What do you think is the greatest factor of a project team’s success? This is an important question for any business trying to innovate and stay ahead of the competition in a disrupted market, so MIT’s Human Dynamics Lab spent seven years monitoring 2,500 project team members at 21 different companies using special badges that captured an array of data.1

The results were surprising because not only was communication an important factor in project success, the research team was able to reliably predict project outcomes based on the type of communication and interactions the project teams engaged in. Teams were most successful when participants communicated with high energy, outside of formal meetings, and in relatively equal amounts with all team members.

Lack of communication is a common theme in failed or delayed projects. As a member of the architecture, engineering, and construction industry, we participate on many different project teams daily, and we’ve seen how various project delivery methods influence project collaboration and communication. A building is the combination of many distinct systems designed by several separate disciplines. Poor communication between designers, engineers, builders, and owners frequently leads to costly mistakes.

In a traditional design-bid-build project, team member roles are fractured, and because the design work is completed before a builder is integrated, there is a weaker relationship and much less cooperation between the designer and the builder. The architect could design a dramatic feature on a ceiling or staircase, for example, but the mechanical engineer’s ductwork design could run through it – and the engineer may not even realize this until the HVAC contractor has provided input on required equipment clearances. Fixing a problem like this during construction is expensive.

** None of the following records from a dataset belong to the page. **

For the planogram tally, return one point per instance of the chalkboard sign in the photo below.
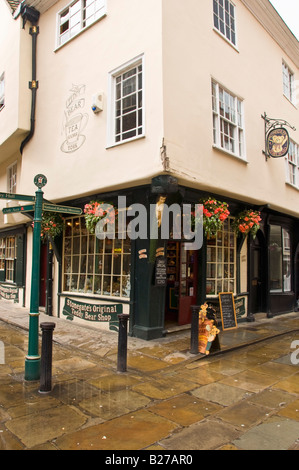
(161, 272)
(228, 310)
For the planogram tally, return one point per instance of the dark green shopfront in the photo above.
(156, 281)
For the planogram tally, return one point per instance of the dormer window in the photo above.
(77, 16)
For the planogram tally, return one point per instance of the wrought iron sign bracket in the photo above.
(277, 138)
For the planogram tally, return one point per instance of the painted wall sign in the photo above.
(278, 142)
(9, 292)
(93, 312)
(75, 120)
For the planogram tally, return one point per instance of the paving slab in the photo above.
(220, 393)
(185, 409)
(206, 435)
(277, 434)
(244, 414)
(250, 380)
(130, 432)
(36, 429)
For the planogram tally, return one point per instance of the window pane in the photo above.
(224, 19)
(275, 258)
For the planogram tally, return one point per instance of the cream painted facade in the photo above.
(181, 53)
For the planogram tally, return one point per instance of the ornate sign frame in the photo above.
(277, 139)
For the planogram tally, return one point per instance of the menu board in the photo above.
(227, 310)
(161, 272)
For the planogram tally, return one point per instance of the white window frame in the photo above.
(76, 17)
(226, 26)
(12, 178)
(288, 79)
(228, 121)
(112, 114)
(2, 91)
(292, 165)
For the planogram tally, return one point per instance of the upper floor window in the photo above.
(1, 91)
(292, 164)
(12, 178)
(288, 83)
(228, 121)
(224, 19)
(77, 16)
(127, 111)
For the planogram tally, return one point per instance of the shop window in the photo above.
(93, 266)
(228, 121)
(2, 101)
(7, 258)
(225, 19)
(127, 106)
(77, 16)
(292, 165)
(221, 261)
(280, 260)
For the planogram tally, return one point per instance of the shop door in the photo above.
(43, 275)
(188, 284)
(256, 281)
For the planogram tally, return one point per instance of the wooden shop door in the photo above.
(188, 284)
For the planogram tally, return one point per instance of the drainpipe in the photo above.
(32, 15)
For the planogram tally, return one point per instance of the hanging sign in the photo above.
(278, 142)
(161, 272)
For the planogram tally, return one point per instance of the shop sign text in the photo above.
(93, 312)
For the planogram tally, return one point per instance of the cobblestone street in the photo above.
(244, 398)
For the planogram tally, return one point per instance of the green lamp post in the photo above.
(32, 360)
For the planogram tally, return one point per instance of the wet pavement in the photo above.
(246, 397)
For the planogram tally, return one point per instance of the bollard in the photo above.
(46, 357)
(194, 329)
(122, 343)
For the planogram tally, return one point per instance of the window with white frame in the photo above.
(228, 121)
(12, 178)
(127, 113)
(221, 261)
(77, 16)
(2, 101)
(225, 19)
(292, 164)
(288, 83)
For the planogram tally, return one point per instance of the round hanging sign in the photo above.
(40, 181)
(278, 141)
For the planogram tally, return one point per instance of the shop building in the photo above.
(132, 101)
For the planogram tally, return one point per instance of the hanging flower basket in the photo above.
(52, 225)
(214, 215)
(96, 211)
(247, 222)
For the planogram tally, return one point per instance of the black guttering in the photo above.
(32, 15)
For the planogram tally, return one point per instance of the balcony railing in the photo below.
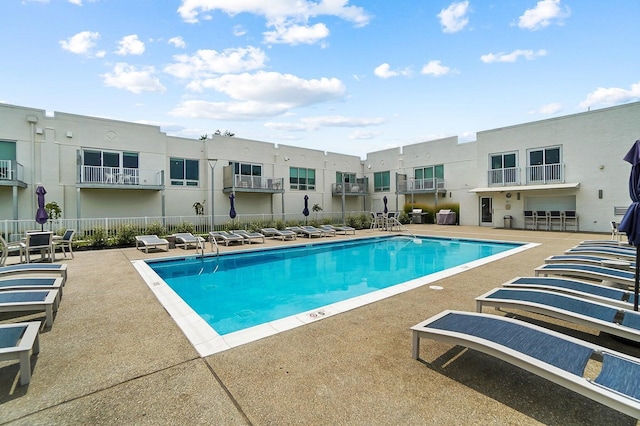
(421, 185)
(11, 170)
(119, 176)
(546, 173)
(503, 177)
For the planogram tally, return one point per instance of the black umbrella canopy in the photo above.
(630, 223)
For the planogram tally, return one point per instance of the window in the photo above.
(381, 181)
(184, 172)
(302, 179)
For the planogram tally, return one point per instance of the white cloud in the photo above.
(133, 79)
(384, 71)
(543, 14)
(454, 18)
(289, 18)
(296, 34)
(513, 56)
(435, 68)
(81, 43)
(611, 96)
(206, 63)
(130, 45)
(178, 42)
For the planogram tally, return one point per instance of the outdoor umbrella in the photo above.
(41, 214)
(630, 223)
(305, 211)
(232, 212)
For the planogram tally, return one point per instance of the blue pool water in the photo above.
(237, 291)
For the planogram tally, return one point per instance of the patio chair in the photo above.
(591, 291)
(30, 300)
(19, 341)
(41, 242)
(33, 283)
(65, 241)
(282, 234)
(577, 310)
(151, 241)
(52, 269)
(556, 357)
(7, 248)
(248, 236)
(224, 236)
(187, 240)
(591, 272)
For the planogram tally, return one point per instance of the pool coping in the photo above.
(207, 341)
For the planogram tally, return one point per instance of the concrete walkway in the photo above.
(114, 356)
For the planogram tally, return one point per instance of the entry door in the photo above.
(486, 211)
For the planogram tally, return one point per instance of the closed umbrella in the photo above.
(232, 212)
(305, 211)
(41, 213)
(630, 223)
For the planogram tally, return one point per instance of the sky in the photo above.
(342, 76)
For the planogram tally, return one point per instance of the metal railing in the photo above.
(502, 177)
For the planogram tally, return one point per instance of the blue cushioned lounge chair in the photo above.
(556, 357)
(604, 317)
(591, 272)
(19, 341)
(599, 293)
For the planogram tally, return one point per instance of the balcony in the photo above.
(417, 186)
(504, 177)
(545, 173)
(119, 177)
(246, 183)
(11, 173)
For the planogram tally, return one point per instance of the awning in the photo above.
(521, 188)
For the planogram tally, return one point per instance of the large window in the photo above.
(381, 181)
(302, 179)
(184, 172)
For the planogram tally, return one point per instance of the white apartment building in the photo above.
(94, 167)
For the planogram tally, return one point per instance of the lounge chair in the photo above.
(52, 269)
(248, 236)
(306, 232)
(556, 357)
(586, 259)
(188, 240)
(282, 234)
(591, 272)
(342, 229)
(151, 241)
(226, 237)
(33, 283)
(19, 341)
(599, 293)
(604, 317)
(30, 300)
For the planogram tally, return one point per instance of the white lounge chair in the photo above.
(151, 241)
(226, 237)
(248, 236)
(600, 316)
(19, 341)
(54, 269)
(30, 300)
(556, 357)
(286, 234)
(591, 272)
(188, 240)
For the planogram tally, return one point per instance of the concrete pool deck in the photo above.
(115, 356)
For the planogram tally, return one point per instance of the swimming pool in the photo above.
(250, 294)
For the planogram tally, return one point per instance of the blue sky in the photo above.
(335, 75)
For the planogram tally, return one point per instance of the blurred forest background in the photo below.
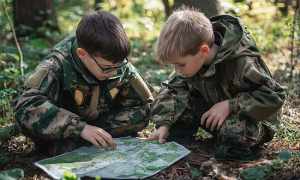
(29, 28)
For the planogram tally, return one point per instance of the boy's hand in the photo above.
(161, 134)
(97, 136)
(216, 115)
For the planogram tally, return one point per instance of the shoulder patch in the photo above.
(35, 80)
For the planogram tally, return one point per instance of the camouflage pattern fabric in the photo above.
(238, 74)
(61, 97)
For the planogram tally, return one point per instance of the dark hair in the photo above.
(102, 32)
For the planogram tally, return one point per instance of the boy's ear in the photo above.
(81, 52)
(204, 49)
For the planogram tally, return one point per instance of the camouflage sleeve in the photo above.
(36, 109)
(170, 103)
(261, 95)
(129, 105)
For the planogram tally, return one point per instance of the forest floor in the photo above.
(279, 159)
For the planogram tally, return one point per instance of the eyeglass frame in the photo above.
(110, 69)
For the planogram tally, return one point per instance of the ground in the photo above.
(200, 164)
(272, 37)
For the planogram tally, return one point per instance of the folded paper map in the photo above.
(132, 159)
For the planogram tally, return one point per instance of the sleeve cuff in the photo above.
(234, 105)
(75, 128)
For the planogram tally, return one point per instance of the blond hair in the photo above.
(185, 30)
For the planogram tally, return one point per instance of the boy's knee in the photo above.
(244, 133)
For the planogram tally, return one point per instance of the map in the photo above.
(132, 159)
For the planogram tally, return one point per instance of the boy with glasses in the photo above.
(85, 91)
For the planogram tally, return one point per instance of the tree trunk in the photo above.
(208, 7)
(33, 14)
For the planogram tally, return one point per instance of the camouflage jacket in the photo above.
(237, 73)
(61, 96)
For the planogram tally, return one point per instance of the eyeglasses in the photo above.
(110, 69)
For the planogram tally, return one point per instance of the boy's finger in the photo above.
(152, 137)
(203, 117)
(101, 141)
(208, 121)
(214, 123)
(220, 123)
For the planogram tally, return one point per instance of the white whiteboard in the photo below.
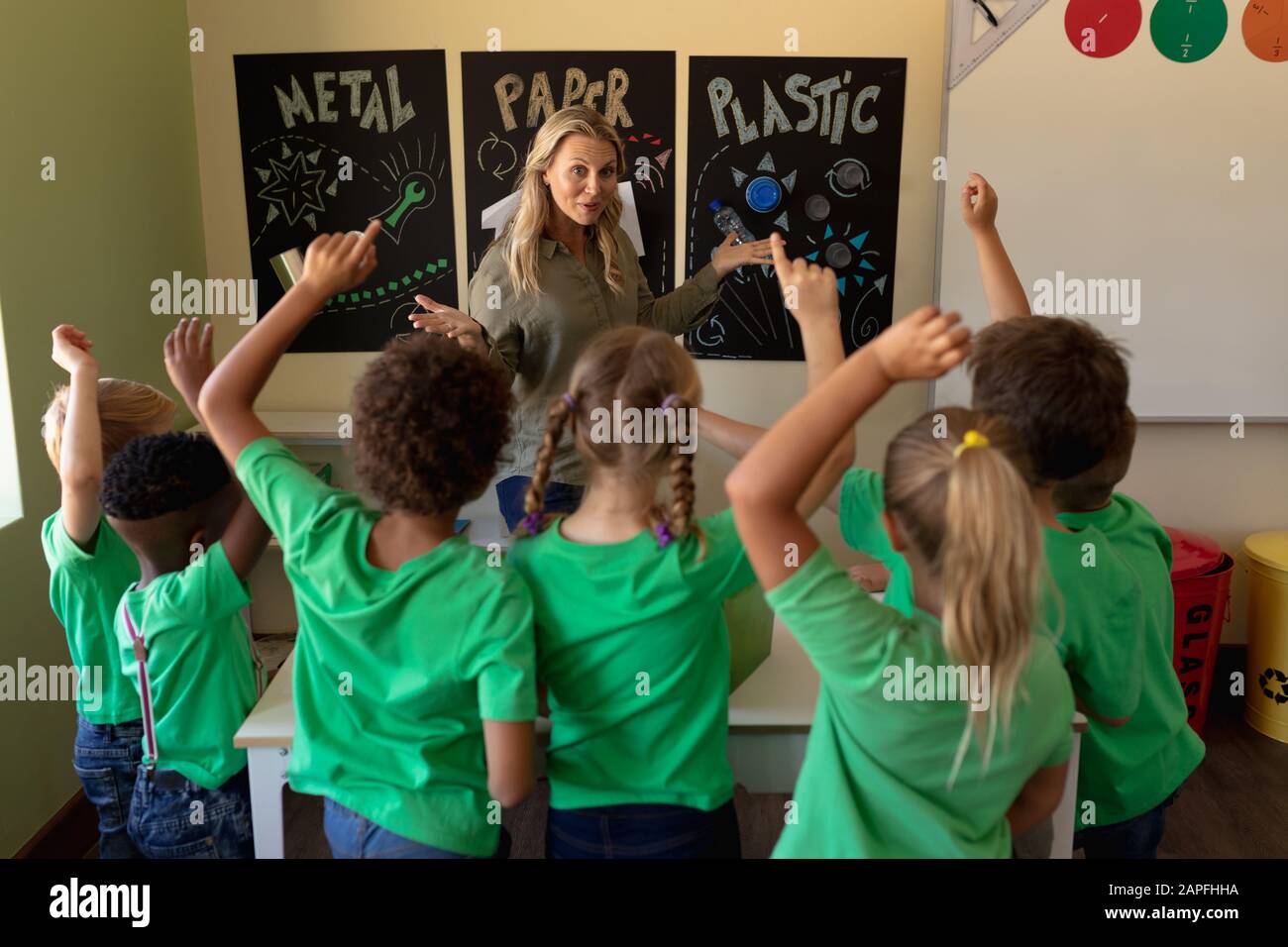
(1120, 167)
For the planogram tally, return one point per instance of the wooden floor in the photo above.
(1234, 805)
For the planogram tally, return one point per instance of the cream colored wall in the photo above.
(755, 392)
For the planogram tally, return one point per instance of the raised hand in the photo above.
(922, 346)
(729, 256)
(71, 350)
(188, 360)
(809, 290)
(979, 204)
(336, 262)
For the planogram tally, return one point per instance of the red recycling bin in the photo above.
(1201, 583)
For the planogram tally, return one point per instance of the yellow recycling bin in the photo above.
(1266, 686)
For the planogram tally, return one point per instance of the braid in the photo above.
(558, 418)
(683, 491)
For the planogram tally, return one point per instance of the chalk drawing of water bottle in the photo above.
(728, 222)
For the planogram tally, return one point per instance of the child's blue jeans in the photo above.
(643, 831)
(172, 817)
(356, 836)
(106, 757)
(510, 492)
(1136, 838)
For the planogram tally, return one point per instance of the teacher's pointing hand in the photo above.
(447, 321)
(729, 256)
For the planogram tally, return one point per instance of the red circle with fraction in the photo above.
(1103, 27)
(1265, 29)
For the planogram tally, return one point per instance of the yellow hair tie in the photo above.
(971, 438)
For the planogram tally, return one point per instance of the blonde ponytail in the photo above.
(991, 562)
(969, 510)
(125, 410)
(533, 504)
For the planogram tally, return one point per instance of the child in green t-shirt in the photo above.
(181, 642)
(631, 638)
(939, 770)
(85, 424)
(415, 689)
(1132, 774)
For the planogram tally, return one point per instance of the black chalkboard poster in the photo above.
(507, 95)
(806, 146)
(331, 141)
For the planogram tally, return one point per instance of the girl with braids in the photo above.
(631, 639)
(892, 771)
(562, 272)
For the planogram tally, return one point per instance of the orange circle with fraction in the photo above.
(1265, 30)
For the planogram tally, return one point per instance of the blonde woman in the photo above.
(562, 272)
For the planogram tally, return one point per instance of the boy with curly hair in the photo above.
(415, 661)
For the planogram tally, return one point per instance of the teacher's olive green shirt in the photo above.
(539, 339)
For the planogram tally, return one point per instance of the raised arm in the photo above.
(245, 536)
(768, 484)
(490, 335)
(690, 304)
(188, 360)
(80, 463)
(1003, 286)
(335, 262)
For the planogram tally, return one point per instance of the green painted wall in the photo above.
(106, 90)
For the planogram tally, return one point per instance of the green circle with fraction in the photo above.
(1188, 30)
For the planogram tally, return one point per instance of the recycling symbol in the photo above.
(1274, 677)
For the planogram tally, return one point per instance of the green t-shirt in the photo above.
(862, 505)
(1098, 607)
(201, 672)
(1100, 616)
(84, 590)
(876, 771)
(632, 646)
(394, 671)
(1128, 770)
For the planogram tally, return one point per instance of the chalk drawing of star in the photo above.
(294, 187)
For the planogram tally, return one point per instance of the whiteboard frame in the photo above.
(939, 252)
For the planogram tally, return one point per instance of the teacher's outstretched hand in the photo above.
(729, 256)
(447, 321)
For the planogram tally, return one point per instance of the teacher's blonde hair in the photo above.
(520, 240)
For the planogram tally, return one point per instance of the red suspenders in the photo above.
(150, 729)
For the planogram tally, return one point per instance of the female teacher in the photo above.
(562, 270)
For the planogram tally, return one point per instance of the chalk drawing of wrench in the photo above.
(416, 192)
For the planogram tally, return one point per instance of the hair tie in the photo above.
(971, 438)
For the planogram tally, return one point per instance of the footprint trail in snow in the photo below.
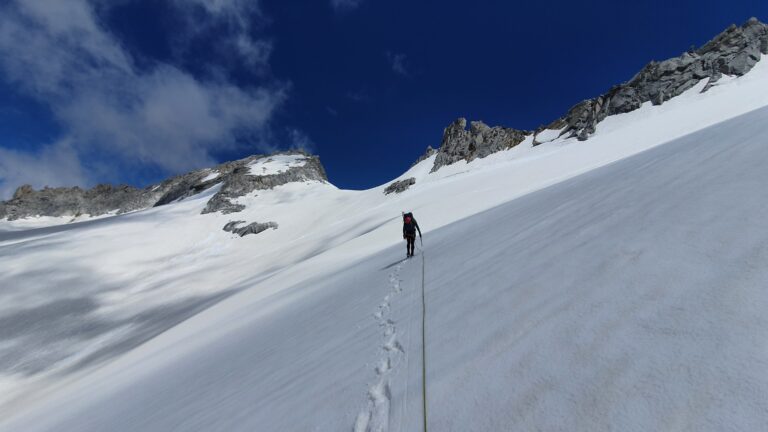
(375, 417)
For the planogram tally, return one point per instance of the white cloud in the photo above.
(239, 17)
(345, 5)
(59, 53)
(397, 62)
(53, 165)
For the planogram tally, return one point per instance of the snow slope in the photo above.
(597, 295)
(628, 298)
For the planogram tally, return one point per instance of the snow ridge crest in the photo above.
(236, 179)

The design-build delivery method, which brings the designer and builder under a single agreement with the project owner, is a much more collaborative project approach. Integrated teams work better towards the same goals of project success, and the relationship between all participants is established before the project design is complete.

This design-build process ensures that design elements from different teams complement each other instead of clashing. A glass and steel building is a great example. By having the architect, glazing subcontractor, and mechanical and structural engineers at the table during the conceptual project phase, the team can quickly determine the best way to achieve their ideal lighting goals, minimize heat impact, reduce energy usage for climate control, integrate the feature with the design both structurally and aesthetically, and understand the cost impact of various options. On a less collaborative project, systems tend to be designed in isolation, without the highest amount of integration as possible. It’s in this gap that substantial performance and cost benefits accrue to the project owner.

Design-build isn’t a new concept. Throughout history, projects were led by a Master Builder, a very similar role to the lead in a design-build firm. It wasn’t until the 20th century that the designing and building roles were separated. Since 1964, construction industry productivity has fallen over 20% while the rest of the economy has seen productivity more than double. How much of this can be attributed to a lack of communication?

According to a study done by McGraw Hill Construction, architects and contractors agreed that design-build was the best project delivery method to improve communication between team members, and owners saw significantly more on-time or ahead of schedule projects in comparison to design-bid-build projects. Much of the construction industry is now using the design-build delivery method to establish strong communication and deliver projects more efficiently than is possible with design-bid-build delivery. As of 2013, 39% of all new US construction projects by value are being delivered via design-build.

In our industry, a delivery format that integrates all project participants as early as possible helps support collaboration, and this leads to more successful projects. Ask yourself, how can your firm integrate team members early and support more even and higher energy communication? It will help your project teams deliver more innovation, and help your firm stay ahead of a disrupted market.